Albany County Sheriff Dave O’Malley said in his first 30 years in law enforcement he encountered heroin only twice, but now illicit drugs -- including meth and cocaine -- are something his department deals with all the time.
For those individuals struggling with addiction who end up in the Albany County Detention Center, the immediate shift to sobriety can bring on intense physical and emotional stress, according to O’Malley. That’s why he wants to start offering inmates acupuncture to relieve the side effects of withdrawal.
“If we can do anything in our detention center to help these folks through their stay there,” O’Malley said. “And if it’s something that might stay with them beyond that, then we are going to give that a try.”
The idea was brought to him by Sara Bursac, executive director of the Laramie-based National Acupuncture Detoxification Association.

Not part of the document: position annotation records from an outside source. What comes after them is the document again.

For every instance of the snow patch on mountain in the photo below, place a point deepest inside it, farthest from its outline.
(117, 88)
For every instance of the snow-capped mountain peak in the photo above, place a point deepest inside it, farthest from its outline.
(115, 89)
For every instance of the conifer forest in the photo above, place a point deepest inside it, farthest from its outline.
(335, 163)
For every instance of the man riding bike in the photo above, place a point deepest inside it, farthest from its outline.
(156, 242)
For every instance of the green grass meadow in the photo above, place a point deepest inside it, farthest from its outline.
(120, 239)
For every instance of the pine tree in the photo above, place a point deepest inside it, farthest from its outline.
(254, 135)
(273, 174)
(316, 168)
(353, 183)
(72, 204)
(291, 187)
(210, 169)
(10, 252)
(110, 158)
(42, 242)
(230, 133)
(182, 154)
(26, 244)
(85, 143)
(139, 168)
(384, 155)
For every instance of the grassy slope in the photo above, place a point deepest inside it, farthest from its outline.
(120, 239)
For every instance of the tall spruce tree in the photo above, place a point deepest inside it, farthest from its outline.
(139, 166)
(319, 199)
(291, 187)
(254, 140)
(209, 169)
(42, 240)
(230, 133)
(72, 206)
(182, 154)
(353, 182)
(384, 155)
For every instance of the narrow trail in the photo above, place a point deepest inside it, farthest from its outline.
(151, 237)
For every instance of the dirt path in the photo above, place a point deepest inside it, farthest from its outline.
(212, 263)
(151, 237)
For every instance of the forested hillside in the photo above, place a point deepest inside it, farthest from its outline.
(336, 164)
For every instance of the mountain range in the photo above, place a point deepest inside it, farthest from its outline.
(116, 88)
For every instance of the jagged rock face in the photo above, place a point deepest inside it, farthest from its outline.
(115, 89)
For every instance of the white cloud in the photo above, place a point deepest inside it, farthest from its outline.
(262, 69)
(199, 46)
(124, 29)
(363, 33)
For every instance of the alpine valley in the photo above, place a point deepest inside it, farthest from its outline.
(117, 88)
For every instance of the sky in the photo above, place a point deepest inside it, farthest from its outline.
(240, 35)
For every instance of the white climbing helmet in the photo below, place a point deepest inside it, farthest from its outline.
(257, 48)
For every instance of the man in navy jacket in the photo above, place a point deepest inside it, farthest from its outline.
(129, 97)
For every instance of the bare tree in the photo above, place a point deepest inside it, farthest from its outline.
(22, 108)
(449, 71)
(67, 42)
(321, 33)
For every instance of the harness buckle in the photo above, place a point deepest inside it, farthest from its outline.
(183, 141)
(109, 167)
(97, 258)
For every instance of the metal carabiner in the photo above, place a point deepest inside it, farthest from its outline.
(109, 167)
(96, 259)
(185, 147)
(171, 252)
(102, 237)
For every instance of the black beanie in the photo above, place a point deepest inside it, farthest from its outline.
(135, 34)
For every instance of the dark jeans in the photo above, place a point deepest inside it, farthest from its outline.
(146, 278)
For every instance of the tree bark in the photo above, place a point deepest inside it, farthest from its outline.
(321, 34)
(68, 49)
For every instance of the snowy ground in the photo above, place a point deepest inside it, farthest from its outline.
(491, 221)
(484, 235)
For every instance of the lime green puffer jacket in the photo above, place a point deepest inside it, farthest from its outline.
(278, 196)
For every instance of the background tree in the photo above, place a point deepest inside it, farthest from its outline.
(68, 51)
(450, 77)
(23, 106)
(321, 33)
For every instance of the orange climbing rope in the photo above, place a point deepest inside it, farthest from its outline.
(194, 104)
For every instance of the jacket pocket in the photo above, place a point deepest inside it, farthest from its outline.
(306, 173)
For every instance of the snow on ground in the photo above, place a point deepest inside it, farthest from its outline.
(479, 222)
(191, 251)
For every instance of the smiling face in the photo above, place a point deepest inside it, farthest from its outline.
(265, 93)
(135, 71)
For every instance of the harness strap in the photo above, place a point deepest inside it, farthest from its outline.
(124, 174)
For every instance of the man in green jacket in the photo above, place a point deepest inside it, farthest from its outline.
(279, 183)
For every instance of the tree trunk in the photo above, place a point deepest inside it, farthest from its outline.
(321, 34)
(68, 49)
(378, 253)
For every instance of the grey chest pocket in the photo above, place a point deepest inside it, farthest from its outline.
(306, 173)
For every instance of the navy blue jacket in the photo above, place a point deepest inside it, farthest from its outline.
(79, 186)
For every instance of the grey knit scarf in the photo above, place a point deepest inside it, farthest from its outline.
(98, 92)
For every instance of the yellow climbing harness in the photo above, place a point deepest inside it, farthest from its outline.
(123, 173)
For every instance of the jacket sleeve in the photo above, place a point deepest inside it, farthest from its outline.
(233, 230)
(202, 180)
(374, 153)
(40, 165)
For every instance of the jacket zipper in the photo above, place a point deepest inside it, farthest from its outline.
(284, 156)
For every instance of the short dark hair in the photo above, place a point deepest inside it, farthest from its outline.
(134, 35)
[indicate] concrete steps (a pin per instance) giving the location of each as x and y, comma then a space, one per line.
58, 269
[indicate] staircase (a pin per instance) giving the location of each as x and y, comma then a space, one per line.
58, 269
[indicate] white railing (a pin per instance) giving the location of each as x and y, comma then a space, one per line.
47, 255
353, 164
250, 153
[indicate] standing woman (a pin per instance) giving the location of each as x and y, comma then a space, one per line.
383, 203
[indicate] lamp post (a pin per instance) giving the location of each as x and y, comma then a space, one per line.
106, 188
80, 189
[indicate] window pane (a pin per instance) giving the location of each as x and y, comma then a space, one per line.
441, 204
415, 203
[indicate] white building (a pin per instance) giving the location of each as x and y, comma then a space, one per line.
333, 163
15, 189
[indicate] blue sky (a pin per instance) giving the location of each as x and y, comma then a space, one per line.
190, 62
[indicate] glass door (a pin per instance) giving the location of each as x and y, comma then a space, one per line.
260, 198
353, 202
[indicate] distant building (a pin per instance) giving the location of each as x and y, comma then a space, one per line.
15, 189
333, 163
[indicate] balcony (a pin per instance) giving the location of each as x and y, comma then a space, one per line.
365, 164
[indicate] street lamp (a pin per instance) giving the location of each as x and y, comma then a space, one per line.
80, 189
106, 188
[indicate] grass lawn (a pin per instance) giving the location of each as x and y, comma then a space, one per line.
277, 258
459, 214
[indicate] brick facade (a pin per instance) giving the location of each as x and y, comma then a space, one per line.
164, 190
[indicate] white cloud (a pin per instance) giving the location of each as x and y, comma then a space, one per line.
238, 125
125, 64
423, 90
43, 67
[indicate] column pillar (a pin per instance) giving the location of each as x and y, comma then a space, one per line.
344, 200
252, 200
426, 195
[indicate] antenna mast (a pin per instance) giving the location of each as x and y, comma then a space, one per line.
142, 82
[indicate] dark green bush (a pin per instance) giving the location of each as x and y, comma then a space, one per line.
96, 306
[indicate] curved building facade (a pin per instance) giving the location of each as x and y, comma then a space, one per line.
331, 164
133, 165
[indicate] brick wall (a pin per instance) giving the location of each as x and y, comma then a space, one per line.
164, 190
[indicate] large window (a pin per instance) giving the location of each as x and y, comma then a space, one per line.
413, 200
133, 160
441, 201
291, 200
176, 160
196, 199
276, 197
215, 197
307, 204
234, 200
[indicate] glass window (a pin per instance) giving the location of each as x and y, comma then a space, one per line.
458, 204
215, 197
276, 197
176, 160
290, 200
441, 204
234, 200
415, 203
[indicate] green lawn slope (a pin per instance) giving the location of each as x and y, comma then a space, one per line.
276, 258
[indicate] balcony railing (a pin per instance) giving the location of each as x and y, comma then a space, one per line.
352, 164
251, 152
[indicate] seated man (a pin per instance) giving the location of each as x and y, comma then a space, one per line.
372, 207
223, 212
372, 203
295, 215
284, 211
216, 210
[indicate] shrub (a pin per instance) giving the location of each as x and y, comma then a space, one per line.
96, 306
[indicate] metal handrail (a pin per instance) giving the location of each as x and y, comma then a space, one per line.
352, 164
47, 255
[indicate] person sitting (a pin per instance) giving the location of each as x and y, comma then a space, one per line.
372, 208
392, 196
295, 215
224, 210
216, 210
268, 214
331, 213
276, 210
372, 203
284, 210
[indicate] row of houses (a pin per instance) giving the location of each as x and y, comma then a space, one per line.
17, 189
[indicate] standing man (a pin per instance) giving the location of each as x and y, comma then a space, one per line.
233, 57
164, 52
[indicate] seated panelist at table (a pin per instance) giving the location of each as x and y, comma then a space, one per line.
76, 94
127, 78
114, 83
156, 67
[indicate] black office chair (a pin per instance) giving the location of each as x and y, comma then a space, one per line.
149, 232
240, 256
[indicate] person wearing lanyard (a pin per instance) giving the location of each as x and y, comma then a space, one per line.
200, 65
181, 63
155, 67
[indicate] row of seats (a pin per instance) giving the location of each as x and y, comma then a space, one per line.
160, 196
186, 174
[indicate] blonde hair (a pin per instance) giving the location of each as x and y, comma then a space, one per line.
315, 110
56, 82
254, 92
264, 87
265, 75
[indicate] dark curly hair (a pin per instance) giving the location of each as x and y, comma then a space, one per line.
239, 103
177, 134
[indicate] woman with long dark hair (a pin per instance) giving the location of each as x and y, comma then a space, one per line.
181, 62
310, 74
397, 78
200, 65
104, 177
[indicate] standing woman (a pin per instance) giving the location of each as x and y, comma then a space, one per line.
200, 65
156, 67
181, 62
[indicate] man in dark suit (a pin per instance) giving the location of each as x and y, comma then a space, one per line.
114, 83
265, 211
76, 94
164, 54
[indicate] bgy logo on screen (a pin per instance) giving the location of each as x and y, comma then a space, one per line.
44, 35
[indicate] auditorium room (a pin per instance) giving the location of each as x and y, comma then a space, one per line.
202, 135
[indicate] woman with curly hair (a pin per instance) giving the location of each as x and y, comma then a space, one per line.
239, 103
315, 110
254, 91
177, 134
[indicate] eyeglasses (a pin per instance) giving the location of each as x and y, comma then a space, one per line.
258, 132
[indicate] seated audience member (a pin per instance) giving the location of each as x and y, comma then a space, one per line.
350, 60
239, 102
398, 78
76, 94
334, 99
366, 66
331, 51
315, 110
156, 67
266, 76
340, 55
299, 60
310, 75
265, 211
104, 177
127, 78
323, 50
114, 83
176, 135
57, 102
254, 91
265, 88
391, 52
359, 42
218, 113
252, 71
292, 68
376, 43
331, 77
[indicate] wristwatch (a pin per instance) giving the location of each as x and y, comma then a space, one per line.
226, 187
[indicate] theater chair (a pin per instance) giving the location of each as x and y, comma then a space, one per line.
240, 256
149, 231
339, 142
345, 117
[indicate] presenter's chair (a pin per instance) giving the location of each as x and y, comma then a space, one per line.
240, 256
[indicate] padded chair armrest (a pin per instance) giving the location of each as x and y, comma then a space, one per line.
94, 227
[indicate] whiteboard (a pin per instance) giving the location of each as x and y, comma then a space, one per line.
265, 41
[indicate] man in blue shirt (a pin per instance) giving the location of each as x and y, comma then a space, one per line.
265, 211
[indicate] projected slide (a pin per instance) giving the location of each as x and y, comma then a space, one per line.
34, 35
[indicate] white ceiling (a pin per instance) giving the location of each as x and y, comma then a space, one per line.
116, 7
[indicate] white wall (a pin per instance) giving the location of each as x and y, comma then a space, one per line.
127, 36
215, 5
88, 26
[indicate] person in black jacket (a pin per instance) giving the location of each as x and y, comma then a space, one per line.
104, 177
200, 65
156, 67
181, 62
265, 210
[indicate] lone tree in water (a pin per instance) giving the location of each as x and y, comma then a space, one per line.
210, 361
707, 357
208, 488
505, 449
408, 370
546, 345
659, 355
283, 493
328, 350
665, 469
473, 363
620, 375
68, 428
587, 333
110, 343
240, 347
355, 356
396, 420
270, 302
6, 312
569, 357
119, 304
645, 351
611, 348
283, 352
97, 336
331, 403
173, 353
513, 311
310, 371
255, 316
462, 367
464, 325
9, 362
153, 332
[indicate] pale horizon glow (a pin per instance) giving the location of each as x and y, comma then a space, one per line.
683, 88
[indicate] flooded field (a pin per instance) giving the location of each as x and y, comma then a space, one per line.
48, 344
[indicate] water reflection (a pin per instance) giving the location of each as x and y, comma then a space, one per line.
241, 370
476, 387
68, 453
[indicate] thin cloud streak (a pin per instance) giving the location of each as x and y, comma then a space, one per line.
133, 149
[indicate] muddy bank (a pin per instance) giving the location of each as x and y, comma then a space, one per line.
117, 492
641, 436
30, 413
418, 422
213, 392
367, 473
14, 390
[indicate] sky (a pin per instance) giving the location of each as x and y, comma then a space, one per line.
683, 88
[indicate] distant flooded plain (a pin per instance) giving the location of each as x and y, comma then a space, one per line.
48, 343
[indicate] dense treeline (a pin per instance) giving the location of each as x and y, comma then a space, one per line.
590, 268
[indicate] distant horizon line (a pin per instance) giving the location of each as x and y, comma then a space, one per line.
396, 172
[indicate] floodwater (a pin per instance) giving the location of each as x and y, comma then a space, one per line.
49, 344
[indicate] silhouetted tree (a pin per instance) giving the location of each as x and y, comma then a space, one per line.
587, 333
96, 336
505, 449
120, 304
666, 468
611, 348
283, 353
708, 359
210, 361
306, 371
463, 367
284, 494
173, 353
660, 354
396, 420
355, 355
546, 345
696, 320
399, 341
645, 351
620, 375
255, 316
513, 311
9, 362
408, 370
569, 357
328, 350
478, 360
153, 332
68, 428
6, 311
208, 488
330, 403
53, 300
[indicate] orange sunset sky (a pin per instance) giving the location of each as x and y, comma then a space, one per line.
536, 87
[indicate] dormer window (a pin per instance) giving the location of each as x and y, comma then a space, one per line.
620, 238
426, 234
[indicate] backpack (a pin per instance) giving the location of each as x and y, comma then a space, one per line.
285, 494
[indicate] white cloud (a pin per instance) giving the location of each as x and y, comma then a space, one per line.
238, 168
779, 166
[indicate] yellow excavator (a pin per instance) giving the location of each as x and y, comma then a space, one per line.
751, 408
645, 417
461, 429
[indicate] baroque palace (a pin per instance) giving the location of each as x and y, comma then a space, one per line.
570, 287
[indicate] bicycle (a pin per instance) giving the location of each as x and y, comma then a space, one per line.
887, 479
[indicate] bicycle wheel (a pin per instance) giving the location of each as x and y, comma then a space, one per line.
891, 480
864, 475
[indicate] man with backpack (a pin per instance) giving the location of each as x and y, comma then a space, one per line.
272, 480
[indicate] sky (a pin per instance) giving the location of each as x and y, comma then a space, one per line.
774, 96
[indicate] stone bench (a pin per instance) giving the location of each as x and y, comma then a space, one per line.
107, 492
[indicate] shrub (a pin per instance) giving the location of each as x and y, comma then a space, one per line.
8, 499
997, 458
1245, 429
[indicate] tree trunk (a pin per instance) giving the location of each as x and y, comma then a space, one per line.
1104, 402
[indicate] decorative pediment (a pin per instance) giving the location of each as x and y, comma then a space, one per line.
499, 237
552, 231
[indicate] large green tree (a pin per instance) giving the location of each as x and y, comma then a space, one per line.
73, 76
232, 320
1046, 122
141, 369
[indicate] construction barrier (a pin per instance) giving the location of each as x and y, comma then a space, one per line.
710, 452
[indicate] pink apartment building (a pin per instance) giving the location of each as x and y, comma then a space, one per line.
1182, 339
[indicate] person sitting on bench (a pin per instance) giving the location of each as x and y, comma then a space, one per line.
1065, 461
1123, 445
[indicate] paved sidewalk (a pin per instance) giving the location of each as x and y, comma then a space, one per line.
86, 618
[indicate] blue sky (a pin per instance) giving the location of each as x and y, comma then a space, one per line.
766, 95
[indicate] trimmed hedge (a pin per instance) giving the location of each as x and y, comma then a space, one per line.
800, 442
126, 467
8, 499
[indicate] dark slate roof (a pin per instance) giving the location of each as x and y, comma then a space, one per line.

While O’Malley is not aware of any similar programs in Wyoming, he said there are programs in other states he can look to for guidance.
“We’re not going to reinvent the wheel. We’ll look through several different jurisdictions’ protocols about how they go about instituting that kind of a program, and we’ll move forward on a trial basis.” O’Malley added, “In today's day and age the drug involvement in all of our cases in astronomical.”
The detention center has a team of nurses for more general medical needs, but O’Malley said there is not currently a program to specifically address withdrawal or substance abuse recovery. He said he’s starting with acupuncture because the Denver County Sheriff’s Department had success with a similar program, and, O’Malley said, because it’s affordable. He expects the program to be off the ground in the next couple of months.